Un pomeriggio Lucia si era presentata in negozio. Tra le tre e le quattro del pomeriggio la clientela era sempre poca, e Lucia entrò alle tre in punto, sfoderando il suo miglior sorriso e chiedendo a Mario di tagliarle i capelli “di poco però!”. Lui l’aveva guardata interdetto, proprio non se l’aspettava la sua visita. “Allora?” aveva chiesto lei continuando a sorridere. “Sì, sì” aveva detto lui scuotendosi dallo stupore, e l’aveva fatta accomodare sulla poltrona. I capelli di lei erano lunghi fin quasi al sedere, morbidi e setosi, di un marrone molto scuro, appena ondulati. Lucia sapeva che mentre lui le lavava i capelli indugiava sulla generosa scollatura del vestito. L’aveva scelto apposta, dopo aver passato la mattinata a provarsi tutto il guardaroba. Il silenzio tra di loro era pesante, e Lucia ad un certo punto lo aveva rotto, dicendogli che le dispiaceva se spiandolo lo aveva infastidito, ma il punto era che lei era in paese da poco, e si annoiava un po’, per questo aveva iniziato. Poi i suoi modi eleganti l’avevano conquistata, e aveva deciso di conoscerlo. Lui non riusciva a staccare gli occhi dal suo corpo, ma non appena la guardava negli occhi il suo sguardo lo spaventava: era gelido. E poi era interdetto: non era abituato a ricevere complimenti se non dalle vecchiette che una volta la settimana venivano da lui per farsi fare la messa in piega o la permanente.

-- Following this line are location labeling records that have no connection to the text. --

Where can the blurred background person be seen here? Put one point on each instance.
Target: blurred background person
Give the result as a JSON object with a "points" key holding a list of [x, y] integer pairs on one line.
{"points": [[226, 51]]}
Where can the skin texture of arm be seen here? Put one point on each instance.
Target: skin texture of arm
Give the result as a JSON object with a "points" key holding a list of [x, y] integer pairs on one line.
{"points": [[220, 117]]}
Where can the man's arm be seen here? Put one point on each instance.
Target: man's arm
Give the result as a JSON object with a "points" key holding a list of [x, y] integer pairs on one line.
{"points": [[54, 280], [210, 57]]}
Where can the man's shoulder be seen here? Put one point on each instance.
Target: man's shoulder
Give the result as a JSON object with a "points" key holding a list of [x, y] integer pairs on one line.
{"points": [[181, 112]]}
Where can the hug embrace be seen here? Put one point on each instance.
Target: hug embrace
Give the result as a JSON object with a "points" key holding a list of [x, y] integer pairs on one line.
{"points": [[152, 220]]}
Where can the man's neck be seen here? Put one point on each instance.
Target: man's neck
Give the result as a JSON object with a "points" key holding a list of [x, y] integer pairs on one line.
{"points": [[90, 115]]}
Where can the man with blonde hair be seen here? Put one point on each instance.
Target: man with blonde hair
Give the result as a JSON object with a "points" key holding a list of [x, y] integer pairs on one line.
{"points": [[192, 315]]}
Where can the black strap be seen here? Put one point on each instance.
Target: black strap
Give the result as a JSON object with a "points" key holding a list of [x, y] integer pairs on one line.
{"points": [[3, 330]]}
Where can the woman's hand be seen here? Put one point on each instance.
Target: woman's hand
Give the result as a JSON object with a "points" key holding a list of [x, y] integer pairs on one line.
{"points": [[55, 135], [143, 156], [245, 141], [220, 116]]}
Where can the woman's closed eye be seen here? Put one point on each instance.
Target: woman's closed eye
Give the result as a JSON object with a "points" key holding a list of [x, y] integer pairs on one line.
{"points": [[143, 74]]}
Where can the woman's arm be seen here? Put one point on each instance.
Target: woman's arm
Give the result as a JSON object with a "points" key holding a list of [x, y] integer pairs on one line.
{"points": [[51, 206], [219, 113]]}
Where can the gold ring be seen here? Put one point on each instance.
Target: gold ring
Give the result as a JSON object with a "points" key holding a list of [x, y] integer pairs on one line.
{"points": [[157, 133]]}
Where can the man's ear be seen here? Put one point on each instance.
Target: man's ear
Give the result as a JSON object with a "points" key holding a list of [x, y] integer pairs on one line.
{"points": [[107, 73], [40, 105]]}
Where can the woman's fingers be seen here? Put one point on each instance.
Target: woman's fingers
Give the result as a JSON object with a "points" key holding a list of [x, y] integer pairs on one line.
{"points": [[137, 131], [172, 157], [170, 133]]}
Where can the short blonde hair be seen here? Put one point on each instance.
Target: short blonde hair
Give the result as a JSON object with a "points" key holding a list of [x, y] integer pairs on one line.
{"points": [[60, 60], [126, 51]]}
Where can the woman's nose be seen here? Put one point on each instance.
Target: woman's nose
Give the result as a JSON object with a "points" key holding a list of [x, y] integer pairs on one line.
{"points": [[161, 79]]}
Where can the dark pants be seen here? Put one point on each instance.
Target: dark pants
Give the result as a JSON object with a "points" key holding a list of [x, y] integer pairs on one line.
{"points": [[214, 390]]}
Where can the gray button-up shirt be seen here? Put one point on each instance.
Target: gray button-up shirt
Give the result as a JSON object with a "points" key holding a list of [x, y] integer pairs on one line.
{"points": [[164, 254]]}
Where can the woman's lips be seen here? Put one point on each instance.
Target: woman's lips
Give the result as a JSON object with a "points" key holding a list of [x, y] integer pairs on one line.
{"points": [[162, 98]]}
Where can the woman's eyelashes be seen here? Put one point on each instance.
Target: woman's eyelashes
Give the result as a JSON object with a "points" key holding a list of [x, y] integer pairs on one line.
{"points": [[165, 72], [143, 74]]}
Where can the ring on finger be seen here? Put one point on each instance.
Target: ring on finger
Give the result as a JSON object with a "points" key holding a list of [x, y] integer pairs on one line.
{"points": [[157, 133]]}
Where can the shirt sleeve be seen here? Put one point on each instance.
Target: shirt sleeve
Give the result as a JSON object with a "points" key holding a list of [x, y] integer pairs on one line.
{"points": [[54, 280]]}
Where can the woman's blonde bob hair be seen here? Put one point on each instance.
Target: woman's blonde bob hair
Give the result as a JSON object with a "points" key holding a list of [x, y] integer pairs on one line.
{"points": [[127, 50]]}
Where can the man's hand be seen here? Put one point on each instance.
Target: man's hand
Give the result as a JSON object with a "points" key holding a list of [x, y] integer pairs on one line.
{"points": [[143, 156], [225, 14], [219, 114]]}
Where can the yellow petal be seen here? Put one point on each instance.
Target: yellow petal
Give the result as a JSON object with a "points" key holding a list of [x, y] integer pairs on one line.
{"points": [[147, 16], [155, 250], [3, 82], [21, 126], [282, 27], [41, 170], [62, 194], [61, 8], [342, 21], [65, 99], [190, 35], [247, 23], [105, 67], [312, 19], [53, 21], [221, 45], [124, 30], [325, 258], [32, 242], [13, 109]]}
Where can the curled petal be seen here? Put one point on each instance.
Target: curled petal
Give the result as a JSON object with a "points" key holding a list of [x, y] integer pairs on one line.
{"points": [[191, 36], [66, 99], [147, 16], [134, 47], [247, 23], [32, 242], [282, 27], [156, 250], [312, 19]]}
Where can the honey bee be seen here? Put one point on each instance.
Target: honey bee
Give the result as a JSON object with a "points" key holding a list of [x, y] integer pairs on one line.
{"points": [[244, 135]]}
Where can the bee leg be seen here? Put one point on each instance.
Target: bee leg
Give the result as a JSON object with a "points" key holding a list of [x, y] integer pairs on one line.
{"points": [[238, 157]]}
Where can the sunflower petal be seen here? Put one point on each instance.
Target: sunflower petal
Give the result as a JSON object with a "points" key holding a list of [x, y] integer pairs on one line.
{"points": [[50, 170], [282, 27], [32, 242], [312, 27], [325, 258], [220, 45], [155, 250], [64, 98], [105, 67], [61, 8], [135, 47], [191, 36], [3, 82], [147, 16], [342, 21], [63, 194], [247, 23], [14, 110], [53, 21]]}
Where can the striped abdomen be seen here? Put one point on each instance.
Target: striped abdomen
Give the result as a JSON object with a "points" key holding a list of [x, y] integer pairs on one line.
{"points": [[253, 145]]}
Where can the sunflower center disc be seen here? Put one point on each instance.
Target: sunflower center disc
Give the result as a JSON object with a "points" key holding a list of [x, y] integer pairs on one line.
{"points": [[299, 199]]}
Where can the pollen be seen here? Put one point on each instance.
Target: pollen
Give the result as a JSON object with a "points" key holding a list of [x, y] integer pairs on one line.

Dopo qualche minuto si rilassò e prese a chiacchierare, convincendosi che non ci fosse niente di male. Nel giro di un’ora avevano già preso appuntamento per la domenica successiva: lui sarebbe andato a prenderla alla stazione del treno del paese vicino “così, solo per non dare troppo nell’occhio”. Lei aveva annuito lentamente, negli occhi un leggero disappunto. Poi avrebbero fatto un pic nic.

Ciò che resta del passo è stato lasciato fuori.